Bien avant les grands immeubles, le secteur de Hautepierre n’est qu’un morceau de campagne à l’ouest de Strasbourg, rattaché au ban de Cronenbourg. On y trouve des terres agricoles, quelques fermes et un lieu-dit allemand : Hohenstein, littéralement « haute pierre », qui donnera plus tard son nom français au quartier.
Dans les années 1950-1960, Strasbourg étouffe : la population augmente, les besoins en logements explosent, les anciens quartiers ouvriers se densifient. Comme partout en France, l’État pousse alors les grandes villes à construire vite et beaucoup, via un outil juridique nouveau : les Z.U.P. (Zones à Urbaniser en Priorité).
En 1964 et 1967, des arrêtés créent officiellement la Z.U.P. de Hautepierre. Le Conseil municipal choisit en juillet 1965 le nom « Hautepierre », en souvenir du lieu-dit Hohenstein.
L’aménagement est confié à la SERS (Société d’aménagement et d’équipement de la région de Strasbourg), société d’économie mixte qui pilote déjà les grandes opérations urbaines de l’agglomération. L’objectif est double :
résorber la crise du logement,
tester une nouvelle manière de faire de la ville, censée corriger les défauts des grands ensembles construits dans les années 1950.
Les architectes Pierre Vivien et Aymeric Zublena conçoivent un plan directeur très ambitieux : un quartier pensé comme une sorte de grande cité-jardin moderne, avec une forte présence de la nature, des équipements de proximité et une séparation marquée entre voitures et piétons.
Dans les années 1950-1960, Strasbourg étouffe : la population augmente, les besoins en logements explosent, les anciens quartiers ouvriers se densifient. Comme partout en France, l’État pousse alors les grandes villes à construire vite et beaucoup, via un outil juridique nouveau : les Z.U.P. (Zones à Urbaniser en Priorité).

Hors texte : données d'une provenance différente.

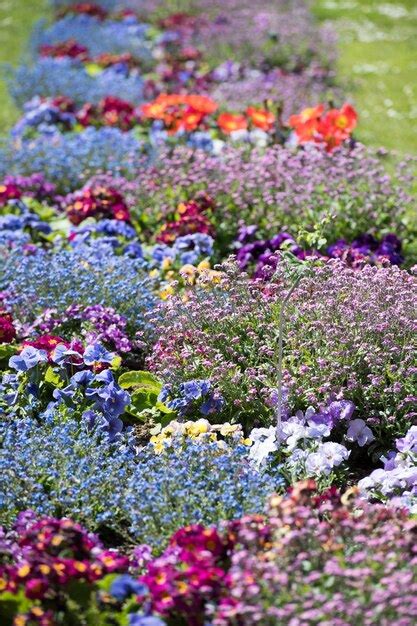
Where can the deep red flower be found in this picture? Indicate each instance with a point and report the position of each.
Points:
(98, 202)
(7, 330)
(9, 191)
(85, 8)
(69, 48)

L’originalité de Hautepierre, c’est son dessin en « mailles » : des unités de quartier en forme d’hexagones, comme un nid d’abeilles.
Chaque maille porte un prénom féminin (Agnès, Brigitte, Catherine, Karine, Éléonore, etc.), pour créer une identité familière et presque villageoise.
Au centre de chaque maille, on trouve les équipements de proximité : écoles, gymnase, crèche, espaces verts, parfois une petite place.
Les immeubles sont disposés autour, avec des chemins piétons qui serpentent entre les bâtiments, les parcs, les aires de jeux.
Les voitures circulent en périphérie des mailles, via des voies rapides et des parkings en anneau.
L’idée, résumée par certains urbanistes de l’époque, est de faire de chaque maille un « village » autonome au sein d’un grand ensemble : on vit, on va à l’école, on fait ses courses, on joue, tout en restant dans un périmètre relativement restreint.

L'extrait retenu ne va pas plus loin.